From Physics 102 to Space Exploration
Sarah Katz’07 always knew she wanted to work on space exploration. After graduating from Beloit with a major in physics and minors in chemistry and computer science, however, she wasn’t sure whether to pursue graduate school in physics or in engineering. When after a year working in IT she started thinking again about grad school, she realized that applied physics offered the combination of physics and engineering she was looking for.
“I’m so excited that we’re going to be sending a mission to another planet and that the Clipper will be sending science data back!”
To get to this point, after leaving the IT field Sarah studied applied physics in the electrical engineering department at the University of Wisconsin Madison. She didn’t neglect her roots in the liberal arts, however. Even as she worked on her master’s degree, she took at least one course outside of the electrical engineering department each semester, whether the course was in solid state physics or psychology.
“I took courses taught by experts in fields from metallurgy to x-ray CT machines. I also rotated through different labs working on x-ray tubes, silicon carbide power electronics, positron emission tomography detectors, and gamma ray spectroscopy. I then worked full time in the GE Detector Lab for 3 years.”
But the desire to work on space exploration was still there. Luckily, the spouse of a fellow Beloit alumnus worked at the Johns Hopkins Applied Physics Laboratory and was willing to pass her resume around. Her graduate studies and work in the gamma ray detector lab paid off. Today she is a radiation engineer for two instruments on the Europa Clipper mission, the MISE and PIMS.
How did her Beloit College education prepare for her current role?
“The electronics lab course I took at Beloit is perpetually invaluable for my work. It equipped me to read schematics and talk in the language of electronics engineers. But the same is true for Physics 102. There is no off-the-shelf software package for modeling the degradation of complex systems by radiation, so sometimes you have to go back to first principles. For example, after degradation, will there be enough current to charge a particular capacitor fast enough to avoid interfering with data collection?”

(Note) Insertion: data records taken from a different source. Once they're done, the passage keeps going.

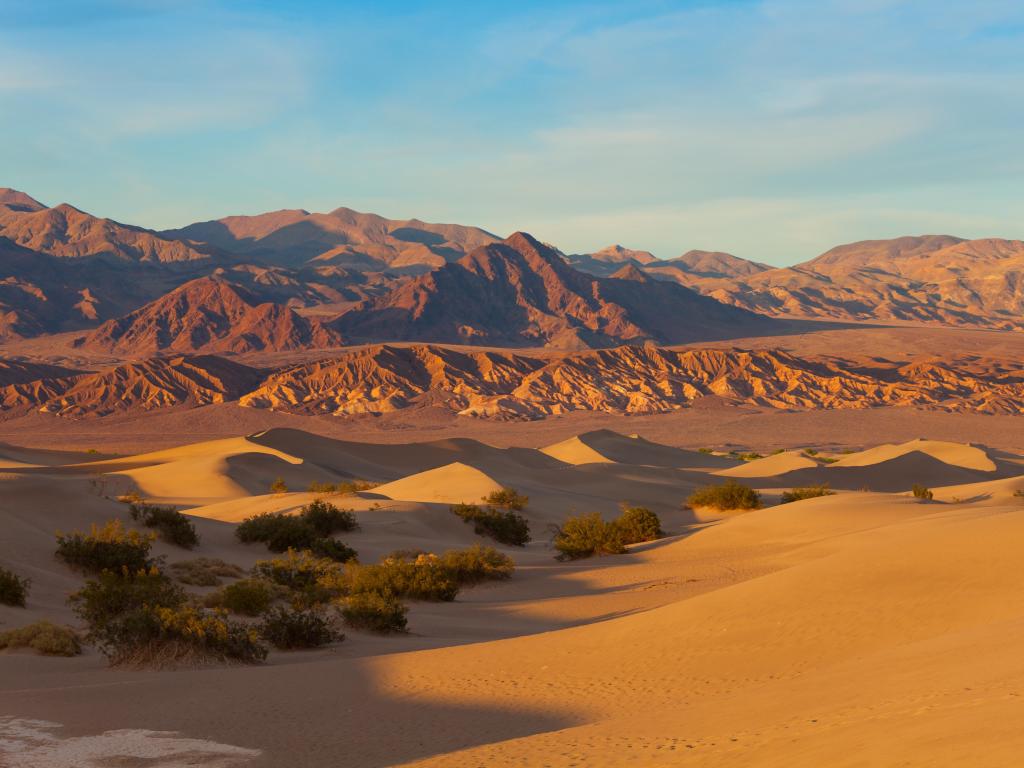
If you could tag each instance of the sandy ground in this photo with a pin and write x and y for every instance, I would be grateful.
(861, 629)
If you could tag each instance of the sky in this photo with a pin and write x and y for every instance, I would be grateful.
(772, 129)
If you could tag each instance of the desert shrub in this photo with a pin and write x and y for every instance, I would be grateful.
(142, 617)
(298, 570)
(249, 597)
(587, 535)
(476, 564)
(374, 611)
(811, 492)
(173, 526)
(290, 629)
(204, 571)
(507, 499)
(327, 518)
(44, 637)
(281, 531)
(423, 579)
(921, 492)
(13, 589)
(730, 495)
(637, 524)
(109, 548)
(506, 526)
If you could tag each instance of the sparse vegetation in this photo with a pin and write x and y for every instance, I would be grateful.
(637, 524)
(204, 571)
(506, 526)
(587, 535)
(290, 629)
(728, 496)
(43, 637)
(107, 548)
(476, 564)
(13, 589)
(508, 499)
(141, 617)
(250, 597)
(172, 526)
(374, 611)
(303, 531)
(326, 518)
(346, 487)
(811, 492)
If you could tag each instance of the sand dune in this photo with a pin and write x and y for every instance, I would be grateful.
(770, 466)
(449, 484)
(858, 629)
(955, 454)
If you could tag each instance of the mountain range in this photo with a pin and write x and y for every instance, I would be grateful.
(293, 280)
(510, 385)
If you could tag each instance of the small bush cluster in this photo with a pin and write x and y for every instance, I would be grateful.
(921, 492)
(173, 526)
(290, 629)
(587, 535)
(249, 597)
(811, 492)
(591, 535)
(346, 487)
(204, 571)
(375, 611)
(310, 529)
(107, 548)
(43, 637)
(142, 617)
(728, 496)
(638, 524)
(13, 589)
(506, 526)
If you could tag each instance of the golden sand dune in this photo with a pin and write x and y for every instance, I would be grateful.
(853, 630)
(452, 483)
(955, 454)
(770, 466)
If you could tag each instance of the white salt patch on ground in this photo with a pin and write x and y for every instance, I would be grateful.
(33, 743)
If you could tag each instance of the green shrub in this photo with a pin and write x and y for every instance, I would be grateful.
(375, 612)
(728, 496)
(141, 617)
(326, 518)
(44, 637)
(249, 597)
(173, 526)
(204, 571)
(290, 629)
(422, 579)
(920, 492)
(109, 548)
(476, 564)
(637, 524)
(506, 526)
(587, 535)
(281, 531)
(811, 492)
(13, 589)
(508, 499)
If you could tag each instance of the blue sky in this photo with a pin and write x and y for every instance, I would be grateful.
(772, 129)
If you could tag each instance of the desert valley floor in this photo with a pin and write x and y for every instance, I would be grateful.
(865, 628)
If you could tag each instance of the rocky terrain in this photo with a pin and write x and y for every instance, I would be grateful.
(506, 385)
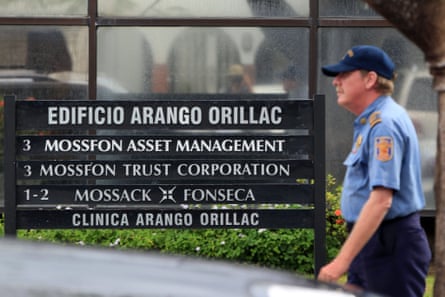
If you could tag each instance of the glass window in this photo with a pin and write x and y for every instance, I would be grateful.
(43, 8)
(413, 90)
(204, 60)
(204, 8)
(44, 62)
(341, 8)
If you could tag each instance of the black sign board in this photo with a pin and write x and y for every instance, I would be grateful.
(166, 163)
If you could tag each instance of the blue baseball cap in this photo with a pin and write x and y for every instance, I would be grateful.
(363, 57)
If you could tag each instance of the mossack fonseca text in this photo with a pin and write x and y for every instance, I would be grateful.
(164, 115)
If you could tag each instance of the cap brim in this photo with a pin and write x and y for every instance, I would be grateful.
(335, 69)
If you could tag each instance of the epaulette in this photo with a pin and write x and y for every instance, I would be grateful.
(374, 118)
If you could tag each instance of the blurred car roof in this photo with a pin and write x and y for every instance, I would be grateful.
(35, 269)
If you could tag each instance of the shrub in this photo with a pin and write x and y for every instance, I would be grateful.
(288, 249)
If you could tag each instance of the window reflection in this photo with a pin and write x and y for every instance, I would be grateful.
(43, 8)
(341, 8)
(43, 62)
(203, 60)
(205, 8)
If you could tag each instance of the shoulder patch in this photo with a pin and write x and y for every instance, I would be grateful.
(374, 118)
(384, 148)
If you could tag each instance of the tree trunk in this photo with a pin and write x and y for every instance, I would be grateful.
(439, 247)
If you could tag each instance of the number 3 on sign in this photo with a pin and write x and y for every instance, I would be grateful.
(26, 145)
(28, 171)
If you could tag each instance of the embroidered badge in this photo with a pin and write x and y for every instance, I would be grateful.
(384, 148)
(374, 118)
(357, 144)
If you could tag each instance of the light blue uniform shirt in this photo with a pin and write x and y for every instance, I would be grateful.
(385, 153)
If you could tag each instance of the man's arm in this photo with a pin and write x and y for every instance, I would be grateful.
(370, 218)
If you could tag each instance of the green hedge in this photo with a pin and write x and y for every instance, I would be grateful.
(289, 249)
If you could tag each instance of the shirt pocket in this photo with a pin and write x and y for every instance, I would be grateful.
(352, 160)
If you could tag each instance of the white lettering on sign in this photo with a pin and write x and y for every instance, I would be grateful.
(233, 169)
(169, 115)
(230, 145)
(112, 195)
(86, 115)
(240, 115)
(141, 170)
(76, 170)
(149, 145)
(166, 219)
(218, 195)
(93, 219)
(83, 145)
(229, 219)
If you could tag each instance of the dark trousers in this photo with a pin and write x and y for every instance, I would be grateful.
(395, 261)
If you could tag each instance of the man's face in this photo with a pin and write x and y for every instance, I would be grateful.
(349, 87)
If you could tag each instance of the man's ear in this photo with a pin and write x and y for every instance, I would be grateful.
(371, 79)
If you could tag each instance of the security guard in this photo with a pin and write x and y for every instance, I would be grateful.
(387, 250)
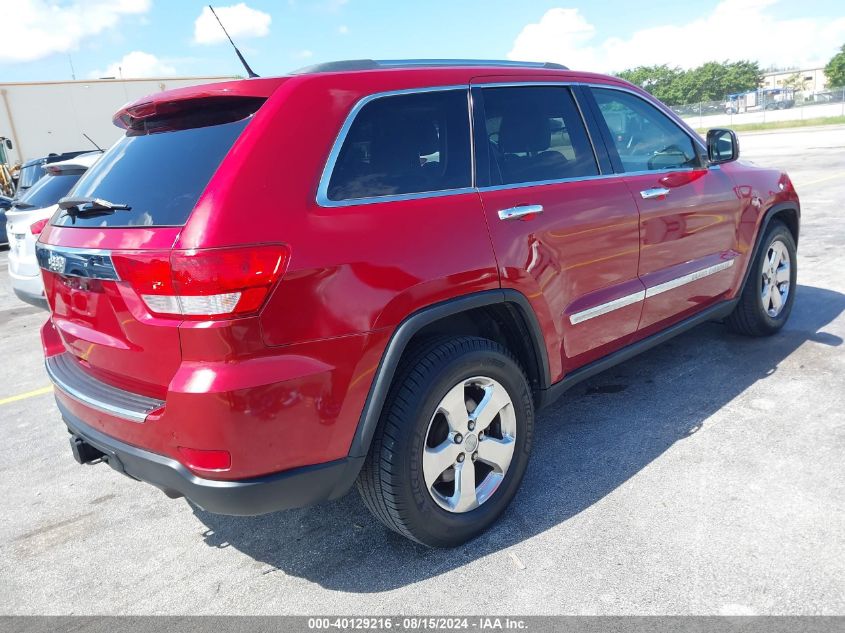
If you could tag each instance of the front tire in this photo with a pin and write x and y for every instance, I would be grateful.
(769, 293)
(452, 443)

Beyond the concepts she learned at Beloit that are relevant to her current work, Sarah stresses the value of skills she acquired.
“In my line of work, you need to be able to do the hard, crunchy calculus needed to derive formulas. That means you have to be both mathematically comfortable and mathematically fluent. But you also have to be able to write well, so that you can write up plans and document what you have done. I’m glad the Beloit curriculum enabled me to strengthen my writing skills.”
Also invaluable: Beloit College taught Sarah to be to be willing to tackle anything, learn new things, and get up to speed quickly.